Jak kosztowny? Zastosowanie pożywki wolnej od FBS może spowodować, że mięso hodowlane będzie kosztować ponad 20 000 USD za kilogram.
Raport The Good Food Institute, grupy non-profit stojącej za przemysłem alternatywnych białek, sugerował, że gdyby udało się obniżyć koszt pożywek wolnych od FBS, obniżyłoby to koszt hodowanego mięsa o 90%. Jest to jednak mało prawdopodobne.
„Raport nie dostarcza żadnych dowodów wyjaśniających, dlaczego koszty tych mikroelementów spadną” – napisał Joe Fassler, zastępca redaktora naczelnego The Counter, w dogłębnym artykule na temat rzeczywistej nauki stojącej za mięsem hodowanym w laboratoriach.
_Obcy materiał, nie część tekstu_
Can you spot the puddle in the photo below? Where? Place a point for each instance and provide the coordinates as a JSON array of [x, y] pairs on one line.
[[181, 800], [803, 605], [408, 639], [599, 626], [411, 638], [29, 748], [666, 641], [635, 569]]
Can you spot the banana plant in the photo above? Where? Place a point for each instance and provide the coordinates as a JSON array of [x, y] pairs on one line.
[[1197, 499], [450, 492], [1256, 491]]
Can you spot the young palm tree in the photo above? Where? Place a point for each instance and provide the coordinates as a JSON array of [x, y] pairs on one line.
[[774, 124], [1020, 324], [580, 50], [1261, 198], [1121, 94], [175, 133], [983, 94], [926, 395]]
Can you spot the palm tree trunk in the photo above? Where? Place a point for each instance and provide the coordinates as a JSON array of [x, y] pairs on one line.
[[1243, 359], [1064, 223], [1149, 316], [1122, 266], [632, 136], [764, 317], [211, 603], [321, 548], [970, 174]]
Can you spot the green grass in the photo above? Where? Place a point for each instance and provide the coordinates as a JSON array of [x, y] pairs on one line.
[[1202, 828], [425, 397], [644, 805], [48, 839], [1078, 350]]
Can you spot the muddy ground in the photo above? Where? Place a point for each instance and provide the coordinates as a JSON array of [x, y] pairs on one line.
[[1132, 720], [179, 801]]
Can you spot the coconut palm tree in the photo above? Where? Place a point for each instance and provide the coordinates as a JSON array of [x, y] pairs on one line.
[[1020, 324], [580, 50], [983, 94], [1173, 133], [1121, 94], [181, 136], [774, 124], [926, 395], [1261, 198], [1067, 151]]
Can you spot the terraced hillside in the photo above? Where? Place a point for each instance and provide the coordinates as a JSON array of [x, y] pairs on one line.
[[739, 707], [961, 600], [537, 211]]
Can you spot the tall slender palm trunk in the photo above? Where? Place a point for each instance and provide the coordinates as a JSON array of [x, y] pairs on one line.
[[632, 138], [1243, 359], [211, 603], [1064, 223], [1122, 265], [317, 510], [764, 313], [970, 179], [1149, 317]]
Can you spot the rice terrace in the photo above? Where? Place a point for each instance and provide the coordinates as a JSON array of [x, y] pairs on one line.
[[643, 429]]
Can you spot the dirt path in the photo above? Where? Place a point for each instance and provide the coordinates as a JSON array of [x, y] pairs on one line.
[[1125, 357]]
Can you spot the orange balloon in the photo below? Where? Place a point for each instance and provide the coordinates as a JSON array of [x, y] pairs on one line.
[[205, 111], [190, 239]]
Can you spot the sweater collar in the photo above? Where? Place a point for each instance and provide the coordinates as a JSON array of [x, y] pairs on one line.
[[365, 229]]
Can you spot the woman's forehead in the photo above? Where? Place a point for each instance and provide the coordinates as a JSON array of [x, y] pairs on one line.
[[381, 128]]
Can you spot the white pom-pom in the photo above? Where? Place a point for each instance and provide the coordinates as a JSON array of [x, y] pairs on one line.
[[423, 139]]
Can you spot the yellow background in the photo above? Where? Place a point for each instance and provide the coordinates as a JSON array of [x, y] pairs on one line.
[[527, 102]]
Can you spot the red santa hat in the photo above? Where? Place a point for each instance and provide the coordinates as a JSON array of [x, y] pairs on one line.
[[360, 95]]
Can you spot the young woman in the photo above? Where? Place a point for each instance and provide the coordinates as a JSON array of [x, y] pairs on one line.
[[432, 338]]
Zanieczyszczenie może również sprawić, że mięso hodowane w laboratorium będzie poza zasięgiem
Podczas precyzyjnej fermentacji, mikroby GE, takie jak drożdże i bakterie, są fermentowane w zbiornikach w stylu browaru w zaawansowanych technologicznie, sterylnych warunkach.
Zanieczyszczenie musi być kontrolowane do 2 części na miliard, mówi van Hamelen, „ponieważ gdy tylko dojdzie do zanieczyszczenia … staje się ono pełne bakterii, a nie masz kultury komórkowej, masz kulturę bakteryjną”.